2011/11/07 18:32 に Naofumi Nakato が投稿
2011年10月29日 10時01分 沖縄タイムス

 【糸満】糸満市米須自治会(山城茂会長)は22日、地域全体を博物館と位置付け、地域資源を活用してさまざまな事業を展開する「村丸ごと生活博物館」を宣言した。併せて住民が環境保全型の地域づくりを目指す県内初の地区環境協定をスタートさせた。

 同自治会と市が3年間連携し取り組んできた集大成で、同コミュニティーセンターで行われた式典には区内外から約100人が参加、集落の新たな出発を祝った。

 農村地域の過疎化を受け、市は2009年度から同地区で農村地域再生事業を導入。10年度は総務省、11年度はふるさと財団の支援を受けた。

 これまで「あるもの探し」として地域資源を活用したモニターツアーの実施やガイドブック作成、子ども学芸員養成、おもてなし食(特産品)開発など、「村丸ごと生活博物館」を見据えた仕組みづくりを推進してきた。

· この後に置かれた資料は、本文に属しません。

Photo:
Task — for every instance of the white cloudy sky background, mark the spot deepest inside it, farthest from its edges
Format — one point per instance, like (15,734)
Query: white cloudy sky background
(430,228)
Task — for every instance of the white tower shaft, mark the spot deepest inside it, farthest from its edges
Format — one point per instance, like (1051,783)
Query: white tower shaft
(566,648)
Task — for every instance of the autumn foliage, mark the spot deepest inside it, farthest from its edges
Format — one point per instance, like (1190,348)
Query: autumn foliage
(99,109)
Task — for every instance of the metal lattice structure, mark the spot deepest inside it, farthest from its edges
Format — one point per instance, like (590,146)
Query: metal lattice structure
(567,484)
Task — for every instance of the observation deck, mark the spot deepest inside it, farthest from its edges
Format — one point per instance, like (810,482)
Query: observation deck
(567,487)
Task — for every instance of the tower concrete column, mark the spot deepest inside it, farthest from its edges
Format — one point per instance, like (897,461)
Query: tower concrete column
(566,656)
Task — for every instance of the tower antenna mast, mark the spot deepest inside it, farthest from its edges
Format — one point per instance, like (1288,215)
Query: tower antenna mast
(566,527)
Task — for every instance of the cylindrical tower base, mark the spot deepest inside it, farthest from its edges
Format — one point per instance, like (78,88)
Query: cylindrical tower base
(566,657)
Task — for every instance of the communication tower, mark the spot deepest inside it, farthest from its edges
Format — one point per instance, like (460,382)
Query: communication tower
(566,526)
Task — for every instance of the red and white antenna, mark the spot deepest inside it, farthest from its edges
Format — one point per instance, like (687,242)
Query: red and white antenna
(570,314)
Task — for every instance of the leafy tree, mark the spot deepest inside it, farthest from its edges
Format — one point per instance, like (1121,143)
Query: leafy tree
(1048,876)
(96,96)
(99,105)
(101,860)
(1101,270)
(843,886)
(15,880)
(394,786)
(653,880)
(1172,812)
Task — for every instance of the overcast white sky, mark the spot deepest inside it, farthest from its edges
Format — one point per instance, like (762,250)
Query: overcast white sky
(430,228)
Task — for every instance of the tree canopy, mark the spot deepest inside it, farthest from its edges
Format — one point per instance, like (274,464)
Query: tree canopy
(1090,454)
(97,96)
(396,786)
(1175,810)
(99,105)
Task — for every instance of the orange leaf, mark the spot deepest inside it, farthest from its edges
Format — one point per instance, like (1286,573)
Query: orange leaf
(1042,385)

 併せて同自治会では自然・生活環境を保全し、次世代へ継承することを目的に、5月15日に環境協定の締結を決定。この日までに約92%の住民の同意を得た。今後は地域主体で、民泊の受け入れ拡大や体験学習・子どもたちの受け入れ、特産品づくり、もてなしの料理のメニュー開発などを実践していく。

 式典で山城自治会長は「米須の風土が持つ力と区民の力を引き出し、住む人にはよりよい米須を、訪れる人にはおもてなしの心で気持ちの良い米須を届ける」と生活博物館のオープンを宣言。

 区老人会の山城芳雄会長、婦人会の山城佐知子会長、青年会の宜保享さん、子ども会の久保田未来さん(12)ら代表が「できるだけゴミを出さない」「農薬や化学肥料はできるだけ減らす」など、8項目の環境協定を発表した。事業の中心となる米須世話人会の波平幸優会長は「人も自然も経済も元気、という村づくりの第一歩となる」と新たなスタートを祝した。